Farm Rescue’s mission is to help farmers and ranchers who have experienced a major illness, injury or natural disaster by providing the necessary equipment and manpower to plant, hay or harvest their crop. Livestock feeding assistance is also available to ranchers. Farm Rescue helps farm and ranch families in North Dakota, South Dakota, Minnesota, Montana, Iowa, Nebraska and now Kansas.

“We see that one of the biggest financial drains on a family is an unexpected medical injury or illness and, of course, a natural disaster,” the Farm Relief website states. “It is even more pronounced on a farm where a family’s livelihood depends on the ability to plant, harvest or provide for their herd.

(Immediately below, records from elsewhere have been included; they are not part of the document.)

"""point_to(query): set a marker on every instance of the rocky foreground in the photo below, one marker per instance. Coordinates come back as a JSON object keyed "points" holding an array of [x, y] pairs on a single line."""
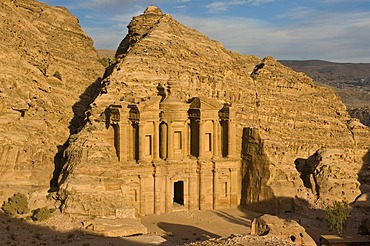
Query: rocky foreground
{"points": [[244, 240]]}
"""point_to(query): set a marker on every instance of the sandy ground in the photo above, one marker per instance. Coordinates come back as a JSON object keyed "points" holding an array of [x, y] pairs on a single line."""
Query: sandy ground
{"points": [[188, 226], [176, 228]]}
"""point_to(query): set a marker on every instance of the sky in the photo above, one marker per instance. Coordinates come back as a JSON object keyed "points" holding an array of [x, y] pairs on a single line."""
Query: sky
{"points": [[332, 30]]}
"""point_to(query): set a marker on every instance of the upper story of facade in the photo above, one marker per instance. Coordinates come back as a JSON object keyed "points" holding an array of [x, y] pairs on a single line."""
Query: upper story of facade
{"points": [[165, 127]]}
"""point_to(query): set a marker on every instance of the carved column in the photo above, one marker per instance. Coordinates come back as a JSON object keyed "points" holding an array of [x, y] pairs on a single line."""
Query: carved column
{"points": [[232, 138], [215, 187], [170, 141], [124, 141], [201, 139], [163, 141], [157, 193], [215, 139], [185, 142], [131, 142], [141, 141], [156, 141]]}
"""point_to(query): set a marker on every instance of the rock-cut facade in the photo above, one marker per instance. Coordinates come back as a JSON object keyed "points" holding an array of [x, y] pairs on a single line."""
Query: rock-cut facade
{"points": [[181, 123]]}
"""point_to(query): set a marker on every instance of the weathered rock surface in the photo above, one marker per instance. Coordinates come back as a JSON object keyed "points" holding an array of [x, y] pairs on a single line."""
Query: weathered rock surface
{"points": [[281, 116], [47, 62], [361, 113], [288, 230], [245, 240]]}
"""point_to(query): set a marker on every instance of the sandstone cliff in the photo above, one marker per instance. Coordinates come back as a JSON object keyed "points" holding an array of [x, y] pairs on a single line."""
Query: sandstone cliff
{"points": [[284, 122], [47, 62]]}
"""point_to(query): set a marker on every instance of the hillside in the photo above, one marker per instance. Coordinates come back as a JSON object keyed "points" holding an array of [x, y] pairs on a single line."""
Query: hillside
{"points": [[47, 65], [350, 80], [283, 122]]}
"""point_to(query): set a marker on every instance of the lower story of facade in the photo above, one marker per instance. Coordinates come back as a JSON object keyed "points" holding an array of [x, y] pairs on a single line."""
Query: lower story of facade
{"points": [[190, 185]]}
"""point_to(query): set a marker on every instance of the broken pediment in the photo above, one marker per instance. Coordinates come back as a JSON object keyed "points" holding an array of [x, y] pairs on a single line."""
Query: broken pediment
{"points": [[203, 103]]}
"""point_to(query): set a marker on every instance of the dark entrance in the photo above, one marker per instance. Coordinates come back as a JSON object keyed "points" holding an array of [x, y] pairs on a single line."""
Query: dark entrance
{"points": [[178, 192]]}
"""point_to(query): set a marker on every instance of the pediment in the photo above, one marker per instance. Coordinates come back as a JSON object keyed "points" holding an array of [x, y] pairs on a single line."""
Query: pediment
{"points": [[150, 104], [204, 103]]}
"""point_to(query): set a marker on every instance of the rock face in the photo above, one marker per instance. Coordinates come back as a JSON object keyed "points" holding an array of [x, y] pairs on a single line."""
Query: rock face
{"points": [[276, 116], [47, 62], [280, 228]]}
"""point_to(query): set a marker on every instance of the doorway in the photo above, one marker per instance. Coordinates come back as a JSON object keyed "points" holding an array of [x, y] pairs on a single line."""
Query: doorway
{"points": [[178, 192]]}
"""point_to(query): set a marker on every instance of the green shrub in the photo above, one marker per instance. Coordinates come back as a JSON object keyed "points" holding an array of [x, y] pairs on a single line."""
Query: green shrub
{"points": [[17, 204], [57, 75], [105, 61], [363, 228], [41, 214], [337, 215]]}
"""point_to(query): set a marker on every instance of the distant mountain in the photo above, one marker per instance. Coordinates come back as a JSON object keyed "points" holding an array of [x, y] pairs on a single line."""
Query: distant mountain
{"points": [[350, 80]]}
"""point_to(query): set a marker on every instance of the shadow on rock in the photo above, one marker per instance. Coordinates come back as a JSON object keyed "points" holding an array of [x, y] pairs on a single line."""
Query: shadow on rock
{"points": [[188, 233]]}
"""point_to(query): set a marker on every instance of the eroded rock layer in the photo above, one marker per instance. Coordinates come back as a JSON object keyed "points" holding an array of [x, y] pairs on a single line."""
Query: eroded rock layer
{"points": [[47, 62], [281, 117]]}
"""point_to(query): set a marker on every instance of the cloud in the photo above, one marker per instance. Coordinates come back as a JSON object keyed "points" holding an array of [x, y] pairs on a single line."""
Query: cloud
{"points": [[222, 6], [336, 37]]}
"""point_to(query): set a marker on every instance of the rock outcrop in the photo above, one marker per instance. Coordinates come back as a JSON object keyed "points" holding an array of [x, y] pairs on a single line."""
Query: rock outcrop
{"points": [[288, 230], [282, 117], [48, 66]]}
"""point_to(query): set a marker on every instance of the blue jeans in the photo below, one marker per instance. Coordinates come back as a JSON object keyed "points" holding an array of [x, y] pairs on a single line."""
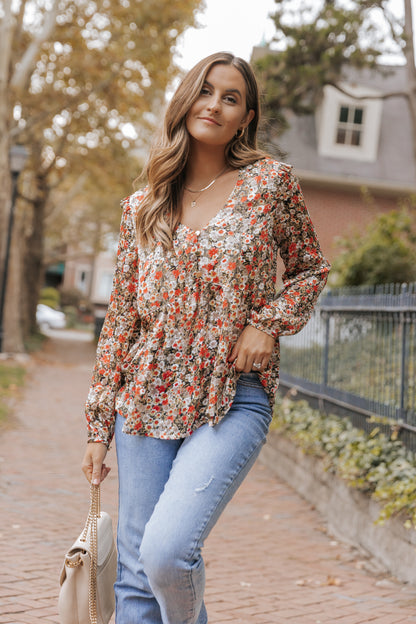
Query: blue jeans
{"points": [[171, 494]]}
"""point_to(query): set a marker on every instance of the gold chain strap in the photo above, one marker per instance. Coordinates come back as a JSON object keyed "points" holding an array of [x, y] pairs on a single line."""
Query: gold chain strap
{"points": [[91, 525]]}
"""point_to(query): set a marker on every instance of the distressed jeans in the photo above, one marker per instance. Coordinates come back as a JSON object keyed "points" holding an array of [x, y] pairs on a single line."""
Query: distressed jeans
{"points": [[171, 494]]}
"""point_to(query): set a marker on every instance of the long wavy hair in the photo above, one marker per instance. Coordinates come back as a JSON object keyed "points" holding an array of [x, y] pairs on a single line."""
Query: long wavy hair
{"points": [[160, 211]]}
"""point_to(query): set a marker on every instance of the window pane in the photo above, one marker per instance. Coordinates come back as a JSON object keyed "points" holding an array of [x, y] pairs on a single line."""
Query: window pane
{"points": [[343, 114], [358, 116], [341, 136]]}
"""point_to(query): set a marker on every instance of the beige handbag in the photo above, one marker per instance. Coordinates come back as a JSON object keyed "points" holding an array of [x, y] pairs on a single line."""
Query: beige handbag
{"points": [[89, 571]]}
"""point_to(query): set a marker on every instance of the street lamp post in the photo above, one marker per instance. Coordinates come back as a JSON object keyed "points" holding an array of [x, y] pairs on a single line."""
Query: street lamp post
{"points": [[17, 158]]}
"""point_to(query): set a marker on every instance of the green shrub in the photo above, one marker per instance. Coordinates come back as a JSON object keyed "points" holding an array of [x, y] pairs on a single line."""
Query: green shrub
{"points": [[11, 379], [374, 463]]}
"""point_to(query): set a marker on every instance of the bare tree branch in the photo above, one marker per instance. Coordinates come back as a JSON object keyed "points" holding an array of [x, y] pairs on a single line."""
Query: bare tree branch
{"points": [[24, 68]]}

Farm Rescue gives families a chance to continue their livelihood by providing the necessary equipment and manpower (free of charge) to get the job done.”

Bowyer grew up in Emporia and after winning his first championship in Salina, he headed to Heartland Park Topeka, Thunder Hill Speedway, Lakeside Speedway and I-70 Speedway for more wins.

Now, with a car that’s motif represents his home state, Bowyer said he is proud of growing up in Kansas and proud of helping farmers.

“They’re the backbone of our country. Without them putting food on our tables, we’re dead in the water, so (I’m) very proud of the initiative and more importantly, having it on my car and representing the initiative is really, really cool,” Bowyer said.


Because of the COVID-19 pandemic, Sunday’s race was broadcast on FOX but happened without fans in the stands. This week, NASCAR will become the largest sport to allow fans to return, although numbers will be limited. NASCAR says all fans will be screened before entering, required to wear face coverings, mandated to social distance at 6 feet, and will not have access to the infield, among other revised operational protocols.

Black Lives Matter

Sunday’s race at Atlanta also saw drivers stop on the track during the pre-race routine for NASCAR President Steve Phelps to deliver a message: “The time has come to listen, to understand and to stand against racism.” There was a moment of silence in honor of George Floyd before the green flag was waved and the race got underway.

Current and retired drivers were featured in a video to send a message of unity.  They vowed to learn, to educate and to push change over the unrest in our country. Driver Bubba Wallace wore an “I Can’t Breathe - Black Lives Matter” T-shirt under his fire suit.

Finally, this week, NASCAR announced it would ban Confederate flags at all events. Better (155 years) late than never; it was the right thing to do.

There are some who believe athletes should not be embroiled in politics or social issues, although supporting farmers has never been controversial. Coming together safely shouldn’t be controversial. Listening, learning and standing against racism shouldn’t be controversial either.